You need to decide where your config and manifest live. There are two common setups:
Global config
The CLI reads ~/.config/malloy/malloy-config.json by default. The manifest is written to ~/.config/malloy/MANIFESTS/malloy-manifest.json.
This is the simplest setup — no flags needed when running the builder:
malloy-cli build models/analytics.malloyTo have VS Code use the same global config and manifest, set the malloy.globalConfigDirectory setting to ~/.config/malloy.
Project config
For project-specific connections or to keep the manifest with your project, place a malloy-config.json in the project directory. It can be as minimal as {} if default connections are sufficient — what matters is that it anchors the manifest location.
my-project/ malloy-config.json MANIFESTS/ malloy-manifest.json ← created by the builder models/ analytics.malloy
VS Code detects malloy-config.json in the workspace root automatically.
When using a project config with the CLI, pass --config:
malloy-cli --config . build models/Building
The builder compiles .malloy files (or all files in a directory), finds #@ persist sources, and creates the database tables:
# Build all .malloy files in the current directory (recursive) malloy-cli build # Build a specific file malloy-cli build models/analytics.malloy # Build all files in a directory (recursive) malloy-cli build models/ # Preview what would be built without executing malloy-cli build --dry-run
The builder:
Finds
#@ persistsources in the specified files or directoriesComputes a dependency graph and processes sources in topological order
Checks whether each table is already up to date (same SQL, same connection)

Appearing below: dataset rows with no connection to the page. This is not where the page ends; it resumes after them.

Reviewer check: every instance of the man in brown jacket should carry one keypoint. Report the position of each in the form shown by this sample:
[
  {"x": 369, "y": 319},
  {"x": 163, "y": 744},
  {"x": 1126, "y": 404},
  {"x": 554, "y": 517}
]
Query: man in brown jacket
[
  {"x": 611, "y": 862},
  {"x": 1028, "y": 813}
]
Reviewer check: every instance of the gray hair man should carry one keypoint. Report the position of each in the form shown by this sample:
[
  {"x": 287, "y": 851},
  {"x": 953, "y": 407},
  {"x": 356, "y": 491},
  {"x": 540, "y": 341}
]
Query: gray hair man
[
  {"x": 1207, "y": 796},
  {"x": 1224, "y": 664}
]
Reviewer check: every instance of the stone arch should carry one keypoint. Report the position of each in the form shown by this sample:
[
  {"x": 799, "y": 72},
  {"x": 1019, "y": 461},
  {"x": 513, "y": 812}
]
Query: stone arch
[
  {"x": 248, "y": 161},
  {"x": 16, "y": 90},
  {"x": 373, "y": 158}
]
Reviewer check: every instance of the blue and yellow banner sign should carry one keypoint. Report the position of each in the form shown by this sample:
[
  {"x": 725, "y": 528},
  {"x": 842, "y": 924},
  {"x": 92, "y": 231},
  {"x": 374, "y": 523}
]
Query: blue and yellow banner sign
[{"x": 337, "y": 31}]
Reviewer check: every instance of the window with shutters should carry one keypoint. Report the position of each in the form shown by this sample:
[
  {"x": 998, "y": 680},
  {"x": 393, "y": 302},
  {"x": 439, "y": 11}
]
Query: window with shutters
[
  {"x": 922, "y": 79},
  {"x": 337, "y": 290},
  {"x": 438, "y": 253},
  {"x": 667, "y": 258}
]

Skips unchanged sources; creates or replaces changed ones
Writes the manifest once at the end
Output shows the status of each source:
models/analytics.malloy ✓ by_carrier (duckdb) — up to date ✓ by_origin (duckdb) — built (1.2s) → by_origin Manifest written: MANIFESTS/malloy-manifest.json Build complete: 1 built, 1 up to date
Refreshing tables
When a table needs to be rebuilt even though the Malloy source hasn't changed — for example, a summary of data that updates daily — use --refresh to force a rebuild:
# Refresh a specific table malloy-cli build --refresh duckdb:daily_summary # Refresh multiple tables malloy-cli build --refresh duckdb:daily_summary,duckdb:hourly_counts
Tables not named in --refresh are still checked normally and skipped if up to date.

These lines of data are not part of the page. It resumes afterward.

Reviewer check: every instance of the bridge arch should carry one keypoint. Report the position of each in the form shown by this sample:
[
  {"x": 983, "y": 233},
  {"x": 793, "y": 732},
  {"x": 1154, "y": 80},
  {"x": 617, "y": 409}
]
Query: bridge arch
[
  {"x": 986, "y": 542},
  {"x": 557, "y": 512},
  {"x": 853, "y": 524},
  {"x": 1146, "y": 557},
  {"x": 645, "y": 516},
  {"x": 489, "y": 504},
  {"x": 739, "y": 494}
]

Since the builder is a command-line tool, you can schedule refreshes however you like — cron, CI pipelines, or any other scheduler. For example:
# crontab example 0 0 * * * malloy-cli --config /path/to/project build --refresh duckdb:daily_summary
Using persisted tables in VS Code
Once the builder has written the manifest, VS Code picks it up on the next compile — no restart needed. Queries against persistent sources use the persisted tables instead of recomputing.
To verify, compile a query (without running it) and check the generated SQL. With a manifest, you'll see FROM by_carrier instead of an inlined subquery.
If VS Code and the builder are reading different config files, they'll have different manifests. Make sure both point at the same malloy-config.json (see Setup above).
Strict mode
By default, if a #@ persist source is missing from the manifest (e.g., it hasn't been built yet), queries fall through to computing the result inline — the same as if no manifest existed. This is convenient during development but risky in production, where an unbuilt table might mean an unexpectedly expensive query.
The builder creates manifests with strict mode enabled by default. When strict mode is on, a missing manifest entry for a #@ persist source causes an error instead of falling through. This catches configuration problems early — if a table should have been built but wasn't, you find out at compile time.
If you need to disable strict mode (e.g., during development when only some tables are built), you can edit malloy-manifest.json and set "strict": false. The builder will not overwrite this setting on subsequent builds.